# OBX Type-H Axle Back Exhaust w/Pics!



## maxedout97maxima (Dec 2, 2002)

I bought this Axle Back Exhaust off of Ebay.

http://cgi.ebay.com/ebaymotors/ws/eBayISAPI.dll?ViewItem&item=2449366969&category=33630&rd=1

This bolted right up. I removed my stock muffler and bolted this one right into it’s place in 10 minutes a very straight forward installation.
The sound is great I like the sound it compliments my Stillen Y-pipe. It tucks right up against the bumper cutout nicely and does not hang down too low under the car.
After driving around I really like the tone of my exhaust now it really sounds good to me it gives it the V6 tone 
$55.99 plus $25.00 s&h UPS this was a great deal!

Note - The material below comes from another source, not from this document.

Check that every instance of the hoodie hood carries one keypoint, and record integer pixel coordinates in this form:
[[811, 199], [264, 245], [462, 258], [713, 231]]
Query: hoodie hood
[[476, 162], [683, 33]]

I’m now selling my stock muffler(it has a Pilot Motorsports Bolt-On rolled 4” tip) very good condition asking $75.00 shipped
http://images.cardomain.com/member_images/12/web/24000-24999/24211_573_full.jpg
http://images.cardomain.com/member_images/12/web/24000-24999/24211_574_full.jpg
this is how it looked on my car...
http://images.cardomain.com/member_images/12/web/24000-24999/24211_575_full.jpg


----------



## stang233 (Jan 17, 2004)

*Did u notice power gains*

Man looks good... Hey did u notice any power gains with that exhuast. And i know im new here and I believe i know what the y-pipes are but give me low down on what you have.. Thank dude Rich


----------



## maxedout97maxima (Dec 2, 2002)

stang233 said:


> Man looks good... Hey did u notice any power gains with that exhuast. And i know im new here and I believe i know what the y-pipes are but give me low down on what you have.. Thank dude Rich


I noticed a little bit of "power".....


----------